Download for a free trial:

Download Now

Learn more:

PayPal Cmdlets

An easy-to-use set of PowerShell Cmdlets offering real-time access to PayPal data. The Cmdlets allow users to easily query live data - just like working with SQL server.

Write a simple PowerShell script to replicate PayPal data to a MySQL database.

The CData Cmdlets for PayPal offer live access to PayPal data from within PowerShell. Using PowerShell scripts, you can easily automate regular tasks like data replication. This article will walk through using the CData Cmdlets for PayPal and the CData Cmdlets for MySQL in PowerShell to replicate PayPal data to a MySQL database.

After obtaining the needed connection properties, accessing PayPal data in PowerShell and preparing for replication consists of four basic steps.

The provider surfaces tables from two PayPal APIs. The APIs use different authentication methods.

  • The REST API uses the OAuth standard. To authenticate to the REST API, you will need to set the OAuthClientId, OAuthClientSecret, and CallbackURL properties.
  • The Classic API requires Signature API credentials. To authenticate to the Classic API, you will need to obtain an API username, password, and signature.

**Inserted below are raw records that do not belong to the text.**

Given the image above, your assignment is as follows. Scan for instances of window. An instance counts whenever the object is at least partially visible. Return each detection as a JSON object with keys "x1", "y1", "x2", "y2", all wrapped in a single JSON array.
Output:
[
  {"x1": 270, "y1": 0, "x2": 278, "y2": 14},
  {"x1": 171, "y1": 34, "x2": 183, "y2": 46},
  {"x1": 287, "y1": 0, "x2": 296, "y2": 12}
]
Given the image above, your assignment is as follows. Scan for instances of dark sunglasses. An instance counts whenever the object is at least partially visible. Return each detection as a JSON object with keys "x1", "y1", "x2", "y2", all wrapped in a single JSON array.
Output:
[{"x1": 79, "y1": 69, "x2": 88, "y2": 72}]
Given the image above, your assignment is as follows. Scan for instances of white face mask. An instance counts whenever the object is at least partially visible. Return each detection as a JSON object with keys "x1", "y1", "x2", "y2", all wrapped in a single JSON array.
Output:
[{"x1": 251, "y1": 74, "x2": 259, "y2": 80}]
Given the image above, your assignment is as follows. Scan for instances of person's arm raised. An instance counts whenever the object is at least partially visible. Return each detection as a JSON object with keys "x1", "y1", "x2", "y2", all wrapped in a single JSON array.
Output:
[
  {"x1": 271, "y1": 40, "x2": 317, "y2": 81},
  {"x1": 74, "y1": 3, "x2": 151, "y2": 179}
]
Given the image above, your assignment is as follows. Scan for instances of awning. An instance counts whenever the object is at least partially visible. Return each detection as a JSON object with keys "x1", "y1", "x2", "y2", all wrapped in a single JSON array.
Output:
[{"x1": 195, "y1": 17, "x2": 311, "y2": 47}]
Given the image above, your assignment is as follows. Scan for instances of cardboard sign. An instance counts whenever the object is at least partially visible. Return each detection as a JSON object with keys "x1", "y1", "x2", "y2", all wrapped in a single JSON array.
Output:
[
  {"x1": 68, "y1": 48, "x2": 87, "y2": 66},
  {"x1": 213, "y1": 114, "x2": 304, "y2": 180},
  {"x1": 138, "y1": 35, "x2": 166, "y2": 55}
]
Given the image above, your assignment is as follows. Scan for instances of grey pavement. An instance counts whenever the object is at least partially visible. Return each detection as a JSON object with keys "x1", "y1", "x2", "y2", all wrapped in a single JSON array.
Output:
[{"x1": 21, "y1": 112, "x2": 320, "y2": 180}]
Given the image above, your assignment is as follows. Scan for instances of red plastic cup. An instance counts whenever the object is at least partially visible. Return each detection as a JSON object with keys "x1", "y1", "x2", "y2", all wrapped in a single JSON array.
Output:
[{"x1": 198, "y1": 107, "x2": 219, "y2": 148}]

See the "Getting Started" chapter of the help documentation for a guide to obtaining the necessary API credentials.

To select the API you want to work with, you can set the Schema property to REST or SOAP. By default the SOAP schema will be used.

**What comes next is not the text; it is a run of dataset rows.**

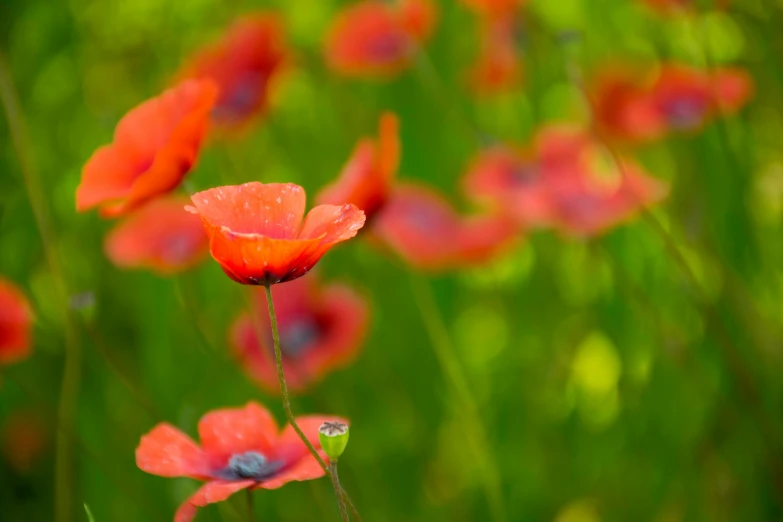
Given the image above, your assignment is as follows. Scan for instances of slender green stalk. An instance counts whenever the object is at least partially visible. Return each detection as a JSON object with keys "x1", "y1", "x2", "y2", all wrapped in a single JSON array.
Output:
[
  {"x1": 329, "y1": 459, "x2": 351, "y2": 522},
  {"x1": 262, "y1": 285, "x2": 361, "y2": 522},
  {"x1": 245, "y1": 488, "x2": 256, "y2": 522},
  {"x1": 411, "y1": 275, "x2": 506, "y2": 522},
  {"x1": 0, "y1": 49, "x2": 82, "y2": 522}
]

For testing purposes you can set UseSandbox to true and use sandbox credentials.

Collecting PayPal Data

  1. Install the module:

    Install-Module PayPalCmdlets
  2. Connect to PayPal:

    $paypal = Connect-PayPal -Schema $Schema -Username $Username -Password $Password -Signature $Signature
  3. Retrieve the data from a specific resource:

    $data = Select-PayPal -Connection $paypal -Table "Transactions"

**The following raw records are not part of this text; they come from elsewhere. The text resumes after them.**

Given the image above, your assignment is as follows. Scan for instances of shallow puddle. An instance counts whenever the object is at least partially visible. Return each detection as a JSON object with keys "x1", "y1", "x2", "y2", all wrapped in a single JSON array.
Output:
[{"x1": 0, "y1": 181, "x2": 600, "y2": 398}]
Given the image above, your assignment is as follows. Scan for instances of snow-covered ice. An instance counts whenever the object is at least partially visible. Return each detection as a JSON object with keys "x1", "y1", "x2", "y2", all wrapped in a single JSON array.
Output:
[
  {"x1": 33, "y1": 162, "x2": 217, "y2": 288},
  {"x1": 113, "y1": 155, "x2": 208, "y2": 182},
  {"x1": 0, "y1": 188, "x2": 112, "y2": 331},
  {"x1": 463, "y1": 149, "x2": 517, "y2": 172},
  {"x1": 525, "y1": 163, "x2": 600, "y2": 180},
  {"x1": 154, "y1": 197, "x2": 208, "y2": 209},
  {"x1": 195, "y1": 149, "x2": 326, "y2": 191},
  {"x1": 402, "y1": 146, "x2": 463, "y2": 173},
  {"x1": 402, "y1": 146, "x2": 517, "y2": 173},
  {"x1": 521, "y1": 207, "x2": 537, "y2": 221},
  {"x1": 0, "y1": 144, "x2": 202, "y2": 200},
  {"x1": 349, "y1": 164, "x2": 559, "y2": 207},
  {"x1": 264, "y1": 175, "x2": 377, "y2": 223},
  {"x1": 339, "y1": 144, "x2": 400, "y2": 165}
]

    You can also use the Invoke-PayPal cmdlet to execute pure SQL-92 statements:

    $data = Invoke-PayPal -Connection $paypal -Query 'SELECT * FROM Transactions WHERE TransactionClass = @TransactionClass' -Params @{'@TransactionClass'='Received'}
  4. Save a list of the column names from the returned data.

    $columns = ($data | Get-Member -MemberType NoteProperty | Select-Object -Property Name).Name

Inserting PayPal Data into the MySQL Database

With the data and column names collected, you are ready to replicate the data into a MySQL database.

  1. Install the module:

    Install-Module MySQLCmdlets
  2. Connect to MySQL, using the server address and port of the MySQL server, valid user credentials, and a specific database with the table in which the data will be replicated:

    $mysql = Connect-MySQL -User $User -Password $Password -Database $Database -Server $Server -Port $Port
  3. Loop through the PayPal data, store the values, and use the Add-MySQL cmdlet to insert the data into the MySQL database, one row at a time. In this example, the table will need to have the same name as the PayPal resource (Transactions) and to exist in the database.

    $data | % { $row = $_ $values = @() $columns | % { $col = $_ $values += $row.$($col) } Add-MySQL -Connection $mysql -Table "Transactions" -Columns $columns -Values $values }

You have now replicated your PayPal data to a MySQL database. This gives you freedom to work with PayPal data in the same way that you work with other MySQL tables, whether that is performing analytics, building reports, or other business functions.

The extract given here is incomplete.